Personal information
- Born: 20 May 1994 (age 32)

Medal record
Men's Greco-Roman wrestling
Representing Lithuania
World Championships
| Bronze medal – third place | 2022 Belgrade | 130 kg |
World Military Championships
| Silver medal – second place | 2025 Warendorf | 130 kg |
Grand Prix
| Gold medal – first place | 2022 Dortmund | 130 kg |
| Gold medal – first place | 2022 Warsaw | 130 kg |
| Gold medal – first place | 2025 Druskininkai | 130 kg |
| Silver medal – second place | 2026 Nice | 130 kg |
| Bronze medal – third place | 2021 Zagreb | 130 kg |
| Bronze medal – third place | 2022 Rome | 130 kg |
| Bronze medal – third place | 2024 Zagreb | 130 kg |
World U23 Championships
| Bronze medal – third place | 2017 Bydgoszcz | 130 kg |
European U23 Championship
| Silver medal – second place | 2017 Szombathely | 130 kg |
| Bronze medal – third place | 2016 Russe | 130 kg |
World Juniors Championships
| Silver medal – second place | 2014 Zagreb | 120 kg |
Representing All-World Team
World Cup
| Bronze medal – third place | 2022 Baku | Team |

= Mantas Knystautas =

Lithuanian wrestler (born 1994)

Mantas Knystautas (born 20 May 1994) is a Lithuanian wrestler, who competes in the men's 130 kg Greco-Roman division.
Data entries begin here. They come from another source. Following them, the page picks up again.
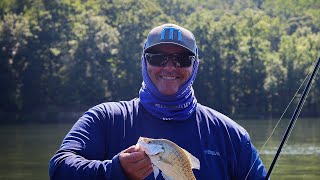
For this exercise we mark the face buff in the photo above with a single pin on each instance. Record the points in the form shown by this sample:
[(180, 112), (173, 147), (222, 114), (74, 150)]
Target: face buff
[(178, 106)]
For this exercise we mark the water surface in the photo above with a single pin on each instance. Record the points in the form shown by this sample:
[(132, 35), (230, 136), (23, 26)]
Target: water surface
[(26, 149)]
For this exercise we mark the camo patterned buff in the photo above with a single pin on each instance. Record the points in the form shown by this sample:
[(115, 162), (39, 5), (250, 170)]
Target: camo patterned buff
[(178, 106)]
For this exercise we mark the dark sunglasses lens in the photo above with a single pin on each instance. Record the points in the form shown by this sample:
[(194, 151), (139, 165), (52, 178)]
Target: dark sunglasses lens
[(179, 60), (155, 59), (184, 60)]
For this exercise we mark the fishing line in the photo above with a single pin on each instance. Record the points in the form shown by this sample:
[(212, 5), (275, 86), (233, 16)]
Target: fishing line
[(263, 146), (316, 64), (295, 114)]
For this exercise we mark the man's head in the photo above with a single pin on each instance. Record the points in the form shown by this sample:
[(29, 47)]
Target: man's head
[(170, 53)]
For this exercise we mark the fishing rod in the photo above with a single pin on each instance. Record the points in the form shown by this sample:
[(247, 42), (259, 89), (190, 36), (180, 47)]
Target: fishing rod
[(295, 115)]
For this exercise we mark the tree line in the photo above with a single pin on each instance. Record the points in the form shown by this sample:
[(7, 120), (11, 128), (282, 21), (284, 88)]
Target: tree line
[(67, 54)]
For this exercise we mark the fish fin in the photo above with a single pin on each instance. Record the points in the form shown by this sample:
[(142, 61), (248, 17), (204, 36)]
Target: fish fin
[(195, 163), (164, 160), (155, 171), (154, 149), (166, 177)]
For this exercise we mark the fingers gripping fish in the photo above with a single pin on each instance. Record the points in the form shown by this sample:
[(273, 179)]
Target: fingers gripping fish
[(174, 162)]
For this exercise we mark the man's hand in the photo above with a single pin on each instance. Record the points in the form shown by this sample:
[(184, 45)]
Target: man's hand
[(135, 163)]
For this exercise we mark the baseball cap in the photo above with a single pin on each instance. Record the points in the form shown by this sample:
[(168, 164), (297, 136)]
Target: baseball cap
[(171, 34)]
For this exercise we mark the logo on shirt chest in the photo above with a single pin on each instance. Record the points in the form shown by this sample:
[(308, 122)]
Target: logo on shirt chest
[(211, 152)]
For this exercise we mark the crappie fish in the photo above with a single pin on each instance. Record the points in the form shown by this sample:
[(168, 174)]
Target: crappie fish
[(174, 162)]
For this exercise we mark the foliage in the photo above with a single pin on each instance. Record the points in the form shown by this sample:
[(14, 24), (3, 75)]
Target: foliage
[(254, 54)]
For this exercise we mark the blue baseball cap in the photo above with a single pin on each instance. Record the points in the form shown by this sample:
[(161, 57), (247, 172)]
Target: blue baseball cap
[(171, 34)]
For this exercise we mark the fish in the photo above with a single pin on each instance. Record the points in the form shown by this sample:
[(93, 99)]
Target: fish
[(174, 162)]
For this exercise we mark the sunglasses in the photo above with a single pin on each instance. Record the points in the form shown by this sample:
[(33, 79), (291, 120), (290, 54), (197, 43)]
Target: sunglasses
[(178, 60)]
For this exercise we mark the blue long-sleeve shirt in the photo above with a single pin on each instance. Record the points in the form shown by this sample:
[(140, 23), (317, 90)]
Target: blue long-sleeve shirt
[(90, 150)]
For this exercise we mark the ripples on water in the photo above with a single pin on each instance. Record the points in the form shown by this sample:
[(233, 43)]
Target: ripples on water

He won one of the bronze medals in the 130 kg event at the 2022 World Wrestling Championships held in Belgrade, Serbia.

==Biography==
Mantas was born in Klaipėda, Lithuania.

Knystautas has competed 2015 European Games, but lost his first fight. Knystautas started at the 2017 World championships, but lost his first fight. Same year he won bronze at the World U23 Championships.

At the 2021 European Wrestling Olympic Qualification Tournament Knystautas reached the final and qualified for 2020 Summer Olympics.
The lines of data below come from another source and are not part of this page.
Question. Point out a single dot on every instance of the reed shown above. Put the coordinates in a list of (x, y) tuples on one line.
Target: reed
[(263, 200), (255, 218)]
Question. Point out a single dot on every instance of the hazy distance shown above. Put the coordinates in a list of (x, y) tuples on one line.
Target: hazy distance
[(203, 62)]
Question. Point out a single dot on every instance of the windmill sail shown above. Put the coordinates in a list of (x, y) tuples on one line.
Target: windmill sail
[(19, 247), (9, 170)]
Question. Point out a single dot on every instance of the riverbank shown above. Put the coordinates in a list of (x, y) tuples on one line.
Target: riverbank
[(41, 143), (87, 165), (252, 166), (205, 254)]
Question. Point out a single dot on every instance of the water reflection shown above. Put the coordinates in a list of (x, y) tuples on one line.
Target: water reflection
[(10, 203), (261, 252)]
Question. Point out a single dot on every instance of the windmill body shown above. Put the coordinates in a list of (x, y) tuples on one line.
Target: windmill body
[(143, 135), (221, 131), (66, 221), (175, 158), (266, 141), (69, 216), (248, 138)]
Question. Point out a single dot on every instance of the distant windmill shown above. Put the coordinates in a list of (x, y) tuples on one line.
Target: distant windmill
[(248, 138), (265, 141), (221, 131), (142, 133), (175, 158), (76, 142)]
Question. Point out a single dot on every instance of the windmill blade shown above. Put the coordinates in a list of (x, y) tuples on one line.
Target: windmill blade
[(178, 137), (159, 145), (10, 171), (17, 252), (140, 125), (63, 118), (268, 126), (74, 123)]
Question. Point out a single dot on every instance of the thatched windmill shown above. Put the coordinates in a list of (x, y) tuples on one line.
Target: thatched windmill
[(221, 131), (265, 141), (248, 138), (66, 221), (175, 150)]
In 2022, Knystautas competed in the 130 kg event at the European Wrestling Championships in Budapest, Hungary. He won one of the bronze medals in his event at the Matteo Pellicone Ranking Series 2022 held in Rome, Italy.

He lost his bronze medal match in the 130 kg event at the 2023 European Wrestling Championships held in Zagreb, Croatia.

He competed in the 130 kg event at the 2024 Summer Olympics in Paris, France.